Sparrowhawks (Accipitern nisus) can be 7 to 12 years old (but on average only 2).
The male is 29-34 cm, wingspan 58-65 cm, weight: 180 grams. The female is considerably larger: 35-41 cm, wingspan 67-80 cm, weight 280 grams. The upside is bluish gray, bottom off-white with thin rust-colored horizontal stripes. Over the long, narrow tail run some broad, dark cross bands. They have short, rounded wings, a white spot in the neck and long legs.
The sparrowhawk nests in wooded area with lots of cover. He has several lookouts, fixed plucking posts and nests that are used alternately.
He makes a new nest each year, often in an abandoned existing (crows) nest in trees (with under growth) between 5 and 12 meters high. The male feeds the female while she incubates 4 to 6 bluish white, dark brown signed eggs (March-June). The young are stark white.

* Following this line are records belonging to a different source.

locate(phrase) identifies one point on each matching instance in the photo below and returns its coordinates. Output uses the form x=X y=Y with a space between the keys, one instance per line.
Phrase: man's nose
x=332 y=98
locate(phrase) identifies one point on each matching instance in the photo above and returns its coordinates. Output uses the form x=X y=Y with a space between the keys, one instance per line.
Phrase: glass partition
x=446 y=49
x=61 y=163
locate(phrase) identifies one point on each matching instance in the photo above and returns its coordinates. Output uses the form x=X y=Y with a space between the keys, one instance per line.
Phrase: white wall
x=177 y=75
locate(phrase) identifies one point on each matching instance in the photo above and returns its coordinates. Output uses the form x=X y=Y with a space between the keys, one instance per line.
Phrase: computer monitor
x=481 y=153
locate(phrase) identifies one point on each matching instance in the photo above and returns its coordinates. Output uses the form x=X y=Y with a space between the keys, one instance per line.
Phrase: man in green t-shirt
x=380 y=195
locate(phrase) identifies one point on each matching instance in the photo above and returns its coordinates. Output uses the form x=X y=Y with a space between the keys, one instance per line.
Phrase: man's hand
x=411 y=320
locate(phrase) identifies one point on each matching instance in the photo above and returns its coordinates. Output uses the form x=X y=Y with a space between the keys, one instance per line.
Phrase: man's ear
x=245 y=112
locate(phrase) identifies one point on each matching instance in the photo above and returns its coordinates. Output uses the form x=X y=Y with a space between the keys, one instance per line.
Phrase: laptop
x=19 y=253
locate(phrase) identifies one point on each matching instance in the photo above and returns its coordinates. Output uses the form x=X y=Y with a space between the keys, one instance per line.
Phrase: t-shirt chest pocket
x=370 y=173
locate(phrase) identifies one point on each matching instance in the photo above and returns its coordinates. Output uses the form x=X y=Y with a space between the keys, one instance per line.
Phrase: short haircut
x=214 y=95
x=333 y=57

At high altitudes, he can be confused with the male hawk, closer with cuckoo.
Sparrowhawks are hunted by hawks so you will see breed him rarely in a hawk territory.
He delves cycling, each time with 3 or 4 wing beats, and then floating, to prey and hunts in parks, towns and villages. Sparrow hawks get their prey by surprising them from cover. In places without coverage they cannot. It flies low over the ground, between bushes and sometimes runs small pieces.
Single (little) (song) bird on his menu: house sparrow, chaffinch, blackbird, starling and co.
Sparrowhawk females can get starlings, pied woodpeckers, thrushes and jays and occasionally the size of turkish turtle.
Fowl are safe: they are too heavy and do not fly.
The cuckoo would look similar to the hawk and sometimes use this to disturb birds from their nest.
The cuckoo is a brood parasite that lays with her bulgable fallopian tube in a nest where at least already one egg is in 9 seconds puts hers, and eats or discards another. They use more than 100 species of insectivorous foster parents, as the reed warbler, white wagtail, pipit, Dunnock ... But every cuckoo uses whenever the same type childminders as those in which they grew up themselves, and for which she lays very similar eggs.
The still blind and naked young is working toward the bottom of the nest, and tries to work all the other eggs and baby birds out the nest between the wings on his back.
After plus minus 17 days of great care by the host parents the greedy glutton leaves the nest. It is the only bird that eats hairy caterpillars. The indigestible parts come out as a pellet.
In July / August the adult cuckoos migrate to the south, in September / October the young cuckoos follow.